Small Things Like These takes place in the bleak winter of 1985 in the small Irish town of New Ross. Coal merchant Bill Furlong works hard to support his wife Eileen (Eileen Walsh) and their five daughters, while also maintaining the respect of his neighbors with his steady, circumspect demeanor.

But things begin to unravel for Bill when he unwittingly glimpses an act of cruelty, suggesting that something even more dark and widespread is taking place inside the local convent. The town’s convent served as one of Ireland’s notorious Magdalene Laundries, where thousands of young women were imprisoned and forced into labor.

Also spurred by memories of his dark childhood, Bill must confront his past and the complicit silence of his small town, which is controlled by the Catholic Church, surrounding the convent. As a result, he must decide whether to take action or remain silent.

While Walsh infused the screen adaptation’s overarching story with the moral challenges of small Irish towns in the mid-1980s, the movie also creates the introverted protagonist’s emotions in a commensurate way. As an initially emotionally distant family man who learns to become more sympathetic to his community’s needs, Murphy effortlessly eases into Bill’s perceptive nature throughout the story.

From outward appearances Bill is leading a blessed life with his successful business and thriving family. However, his overall unease in life becomes more subtly apparent when he witnesses a young pregnant woman, Sarah (Zara Devlin), being forced to move into the local covenant until she delivers her baby.

Murphy delivers a brilliantly understated performance as Bill in the film. The protagonist contemplates being caught between his faith and his conscience when he becomes aware of the abuse Sarah is being subjected to within the convent.
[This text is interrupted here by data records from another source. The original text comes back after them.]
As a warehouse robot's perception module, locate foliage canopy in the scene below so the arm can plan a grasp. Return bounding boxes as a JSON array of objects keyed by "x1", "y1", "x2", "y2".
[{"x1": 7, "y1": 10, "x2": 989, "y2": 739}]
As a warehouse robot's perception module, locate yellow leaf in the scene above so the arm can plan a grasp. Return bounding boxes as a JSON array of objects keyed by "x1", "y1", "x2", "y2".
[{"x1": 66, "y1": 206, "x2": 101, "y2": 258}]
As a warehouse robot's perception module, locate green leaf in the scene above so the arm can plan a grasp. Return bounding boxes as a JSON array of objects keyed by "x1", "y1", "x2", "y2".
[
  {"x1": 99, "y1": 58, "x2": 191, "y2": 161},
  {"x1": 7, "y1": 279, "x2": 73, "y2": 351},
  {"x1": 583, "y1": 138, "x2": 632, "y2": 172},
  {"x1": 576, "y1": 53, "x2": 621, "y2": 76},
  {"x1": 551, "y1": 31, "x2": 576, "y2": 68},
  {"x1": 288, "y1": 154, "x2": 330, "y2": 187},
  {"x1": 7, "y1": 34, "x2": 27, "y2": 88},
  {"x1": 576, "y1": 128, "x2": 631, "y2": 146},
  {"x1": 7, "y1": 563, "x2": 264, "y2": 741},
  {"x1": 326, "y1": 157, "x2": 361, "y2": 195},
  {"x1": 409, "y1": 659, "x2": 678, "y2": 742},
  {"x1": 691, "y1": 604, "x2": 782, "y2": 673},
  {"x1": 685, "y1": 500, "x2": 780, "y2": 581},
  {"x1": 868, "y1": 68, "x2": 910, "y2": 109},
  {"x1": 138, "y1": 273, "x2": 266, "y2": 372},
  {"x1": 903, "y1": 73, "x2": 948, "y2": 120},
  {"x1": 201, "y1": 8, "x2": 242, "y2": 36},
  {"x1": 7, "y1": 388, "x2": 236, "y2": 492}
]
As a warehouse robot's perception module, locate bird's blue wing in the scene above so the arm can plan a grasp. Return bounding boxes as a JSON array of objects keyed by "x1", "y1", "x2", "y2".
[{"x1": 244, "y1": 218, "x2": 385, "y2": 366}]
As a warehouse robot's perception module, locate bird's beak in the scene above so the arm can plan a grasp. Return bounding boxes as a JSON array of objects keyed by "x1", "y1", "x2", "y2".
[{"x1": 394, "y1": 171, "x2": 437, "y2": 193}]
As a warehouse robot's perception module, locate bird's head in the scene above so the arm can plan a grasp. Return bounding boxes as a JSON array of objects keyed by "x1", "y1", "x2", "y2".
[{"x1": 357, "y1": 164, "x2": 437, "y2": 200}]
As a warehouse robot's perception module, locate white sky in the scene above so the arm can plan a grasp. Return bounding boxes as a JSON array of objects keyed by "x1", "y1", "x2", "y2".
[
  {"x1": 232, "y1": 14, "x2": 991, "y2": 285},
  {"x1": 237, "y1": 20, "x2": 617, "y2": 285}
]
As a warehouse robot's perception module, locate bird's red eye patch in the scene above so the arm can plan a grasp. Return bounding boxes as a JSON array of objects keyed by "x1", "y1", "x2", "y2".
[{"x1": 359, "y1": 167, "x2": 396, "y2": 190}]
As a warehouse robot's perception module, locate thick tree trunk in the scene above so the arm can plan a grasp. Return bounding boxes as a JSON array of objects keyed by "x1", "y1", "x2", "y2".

Bill wishes to help and protect the young woman from Sister Mary (Emily Watson), the convent’s corrupt Mother superior. He feels driven to save Sarah as he wouldn’t want his young daughters to experience the same plight. However, the protagonist also realizes that if he assists Sarah, he may receive backlash from the church that could harm his family and business.

Small Things Like These

Small Things Like These also thrives in its emphasis on its visual to help accentuate Bill’s emotions and motivations within his social conditions. Murphy uses his physicality to help emphasize how his character internally harbors his secrets. Bill’s ethical queries are kept inward, etched into the creases in his skin. He attempts every night to wash his hands of the pain he carries with him from bearing the burden of truth.

Mielants worked with the drama’s director of photography, Frank van den Eeden, to craft cold, isolating framing that depicts Bill as a man who has always carried his pain alone. The intimacy of the camera angles and movements that highlight how the protagonist now possesses knowledge that separates him from his family and community.

Small Things Like These thrives in its slow burn storytelling approach by Walsh and intimate cinematography from van den Eeden. The character-driven movie’s visuals highlight how the Magdalene Laundries at times brought more harm than good to their communities, and the intimation they used to keep that abuse hidden.

Bill’s determination to help Sarah break free from Sister Mary’s grasp emphasizes how minor acts of kindness can be the strongest defense against corruption. Anchored by Murphy’s soulful lead performance, Small Things Like These is a powerful argument for doing what’s right during times of complicity.

Overall: A-

Lionsgate will distribute Small Things Like These in U.S. theaters this Friday, November 8. The drama’s theatrical release in America comes after it played at numerous film festivals worldwide, including the 33rd Philadelphia Film Festival.